- Supreme Court of the United States

Argued November 3, 1975 Decided March 2, 1976
- Full case name: Paul Kern Imbler, Petitioner, v. Richard Pachtman, District Attorney.
- Citations: 424 U.S. 409 (more) 96 S. Ct. 984; 47 L. Ed. 2d 128; 1976 U.S. LEXIS 25

Case history
- Prior: 500 F.2d 1301 (9th Cir. 1974); cert. granted, 420 U.S. 945 (1975).

Holding
- A state prosecuting attorney who acts within the scope of his duties in initiating and pursuing a criminal prosecution and in presenting the State's case, is absolutely immune from a civil suit for damages under § 1983 for alleged deprivations of the accused's constitutional rights.

Court membership
- Chief Justice Warren E. Burger Associate Justices William J. Brennan Jr. · Potter Stewart Byron White · Thurgood Marshall Harry Blackmun · Lewis F. Powell Jr. William Rehnquist · John P. Stevens

Case opinions
- Majority: Powell, joined by Burger, Stewart, Blackmun, Rehnquist
- Concurrence: White, joined by Brennan, Marshall
- Stevens took no part in the consideration or decision of the case.

= Imbler v. Pachtman =

Imbler v. Pachtman, 424 U.S. 409 (1976), was a United States Supreme Court case in which district attorneys or prosecutors were found to have full immunity from civil suits resulting from their government duties.

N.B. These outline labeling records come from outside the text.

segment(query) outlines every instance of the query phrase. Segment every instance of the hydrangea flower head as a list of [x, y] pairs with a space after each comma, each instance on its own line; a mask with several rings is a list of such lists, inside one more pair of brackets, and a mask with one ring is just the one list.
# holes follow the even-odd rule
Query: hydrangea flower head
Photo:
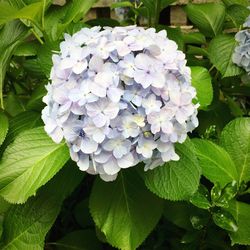
[[235, 48], [232, 59], [235, 64], [250, 74], [250, 16], [246, 19], [243, 27], [246, 29], [235, 35], [238, 46]]
[[42, 111], [82, 171], [112, 181], [123, 168], [177, 161], [175, 143], [198, 126], [185, 55], [165, 31], [83, 28], [53, 55]]

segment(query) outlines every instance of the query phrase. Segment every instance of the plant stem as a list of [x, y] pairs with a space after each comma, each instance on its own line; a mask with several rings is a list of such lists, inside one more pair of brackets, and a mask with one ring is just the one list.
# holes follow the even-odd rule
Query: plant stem
[[155, 23], [154, 27], [156, 28], [159, 24], [159, 19], [160, 19], [160, 12], [161, 12], [161, 0], [156, 0], [156, 5], [155, 5]]

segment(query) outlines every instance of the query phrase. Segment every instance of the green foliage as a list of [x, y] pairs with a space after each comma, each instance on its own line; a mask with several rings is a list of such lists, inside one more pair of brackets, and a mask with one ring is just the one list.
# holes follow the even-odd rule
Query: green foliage
[[237, 167], [239, 182], [250, 181], [250, 118], [238, 118], [222, 131], [221, 145]]
[[14, 19], [27, 19], [40, 26], [42, 21], [42, 2], [29, 4], [21, 9], [16, 9], [7, 2], [0, 2], [0, 24]]
[[212, 79], [206, 68], [191, 67], [192, 85], [196, 88], [200, 108], [204, 109], [213, 100]]
[[55, 144], [43, 128], [27, 130], [7, 147], [0, 162], [0, 195], [24, 203], [69, 159], [65, 144]]
[[114, 183], [96, 179], [90, 212], [112, 246], [130, 250], [154, 229], [161, 217], [162, 202], [146, 189], [134, 170], [127, 170]]
[[229, 233], [232, 244], [250, 245], [250, 205], [234, 200], [230, 203], [228, 210], [233, 214], [238, 224], [238, 230]]
[[[232, 62], [232, 55], [237, 42], [231, 35], [216, 36], [209, 45], [209, 59], [223, 77], [236, 76], [242, 69]], [[223, 56], [221, 54], [223, 53]]]
[[5, 140], [5, 137], [9, 129], [8, 118], [3, 112], [0, 112], [0, 124], [1, 124], [1, 129], [0, 129], [0, 146], [1, 146]]
[[[84, 22], [95, 2], [0, 1], [0, 248], [250, 245], [250, 81], [232, 62], [249, 1], [187, 4], [191, 31], [159, 23], [174, 0], [121, 1], [111, 8], [128, 8], [128, 20], [97, 11], [98, 18]], [[67, 146], [53, 143], [41, 127], [51, 57], [64, 33], [124, 24], [164, 29], [186, 54], [199, 127], [176, 145], [179, 161], [146, 173], [141, 163], [110, 183], [90, 175], [82, 181], [84, 173], [66, 163]]]
[[6, 70], [15, 48], [27, 35], [23, 24], [13, 21], [0, 30], [0, 107], [3, 108], [3, 84]]
[[23, 205], [12, 205], [4, 218], [1, 249], [44, 249], [45, 235], [60, 212], [63, 200], [82, 178], [80, 171], [69, 164], [42, 187], [36, 197]]
[[214, 37], [222, 31], [226, 14], [223, 4], [188, 4], [185, 11], [188, 18], [205, 36]]
[[58, 250], [101, 250], [101, 244], [97, 241], [95, 231], [78, 230], [65, 235], [55, 243]]
[[194, 194], [200, 180], [200, 166], [194, 151], [190, 140], [177, 145], [179, 161], [170, 161], [146, 173], [145, 183], [149, 190], [173, 201], [185, 200]]
[[214, 183], [218, 182], [222, 186], [233, 180], [238, 180], [234, 162], [223, 148], [202, 139], [193, 139], [192, 142], [195, 145], [202, 174], [207, 179]]

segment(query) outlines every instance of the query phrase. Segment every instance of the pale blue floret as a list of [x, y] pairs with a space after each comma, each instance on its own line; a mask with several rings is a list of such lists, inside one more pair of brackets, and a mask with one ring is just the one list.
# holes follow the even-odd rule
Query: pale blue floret
[[185, 55], [165, 31], [83, 28], [60, 49], [42, 119], [80, 170], [112, 181], [140, 161], [148, 170], [179, 159], [174, 144], [198, 126], [198, 105]]

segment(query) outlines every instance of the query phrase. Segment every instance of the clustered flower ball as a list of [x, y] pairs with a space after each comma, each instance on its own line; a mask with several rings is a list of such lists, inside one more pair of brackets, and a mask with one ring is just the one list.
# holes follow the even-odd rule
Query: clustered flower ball
[[82, 171], [112, 181], [141, 161], [147, 170], [179, 160], [174, 144], [198, 126], [198, 104], [185, 55], [166, 35], [136, 26], [65, 34], [42, 119]]
[[233, 54], [233, 62], [250, 74], [250, 16], [246, 19], [243, 27], [246, 29], [235, 35], [238, 46]]

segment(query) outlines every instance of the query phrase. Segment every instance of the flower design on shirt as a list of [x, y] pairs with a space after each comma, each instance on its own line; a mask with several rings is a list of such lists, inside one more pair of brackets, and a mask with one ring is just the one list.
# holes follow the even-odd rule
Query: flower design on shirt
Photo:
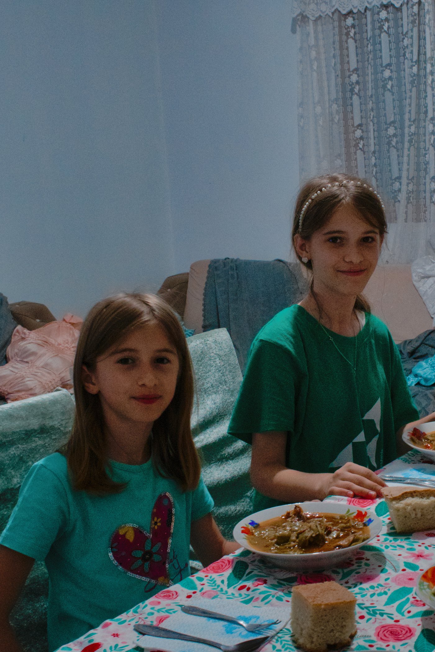
[[120, 535], [124, 535], [130, 543], [133, 542], [134, 539], [134, 529], [131, 526], [123, 526], [123, 527], [119, 528], [118, 531]]
[[143, 570], [145, 572], [147, 572], [149, 570], [150, 561], [161, 561], [162, 556], [156, 554], [161, 545], [162, 542], [158, 541], [155, 546], [151, 547], [151, 539], [147, 539], [145, 542], [143, 550], [132, 550], [132, 556], [138, 557], [139, 559], [130, 567], [131, 570], [135, 570], [143, 564]]
[[109, 556], [119, 569], [148, 585], [168, 586], [173, 584], [169, 567], [174, 523], [170, 494], [164, 492], [157, 497], [150, 516], [148, 532], [138, 524], [120, 525], [110, 538]]

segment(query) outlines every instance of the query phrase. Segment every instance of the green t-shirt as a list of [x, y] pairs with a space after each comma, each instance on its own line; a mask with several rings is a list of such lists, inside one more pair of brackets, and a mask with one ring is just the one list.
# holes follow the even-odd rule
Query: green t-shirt
[[[367, 313], [346, 337], [294, 305], [252, 342], [228, 432], [250, 443], [253, 432], [287, 431], [290, 469], [331, 473], [353, 462], [374, 470], [395, 459], [395, 432], [419, 418], [385, 324]], [[256, 509], [278, 504], [256, 492]]]
[[45, 561], [50, 652], [188, 576], [190, 523], [213, 507], [202, 479], [183, 493], [151, 460], [112, 465], [128, 486], [98, 497], [72, 488], [60, 453], [34, 464], [0, 537]]

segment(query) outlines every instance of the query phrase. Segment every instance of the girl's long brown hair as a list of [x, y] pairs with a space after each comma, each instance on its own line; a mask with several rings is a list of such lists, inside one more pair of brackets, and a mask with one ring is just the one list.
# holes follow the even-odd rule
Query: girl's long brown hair
[[157, 323], [164, 329], [177, 351], [179, 363], [173, 398], [153, 425], [151, 459], [158, 472], [176, 481], [183, 491], [198, 486], [201, 469], [190, 431], [194, 378], [186, 338], [176, 315], [162, 299], [136, 293], [100, 301], [82, 327], [74, 364], [74, 424], [69, 440], [59, 451], [67, 458], [77, 490], [102, 495], [118, 493], [126, 486], [108, 474], [100, 398], [85, 389], [82, 366], [95, 370], [97, 360], [121, 338], [138, 326], [151, 323]]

Imbler, a defendant in a murder trial, had been convicted and sentenced when the district attorney, Pachtman, revealed new evidence that he said had recently surfaced and which exonerated Imbler. Imbler used the new evidence to successfully free himself, then brought up a civil suit alleging that Pachtman had withheld evidence. The suit, however, was dismissed on the grounds that Pachtman had prosecutorial immunity, a finding which the Supreme Court affirmed.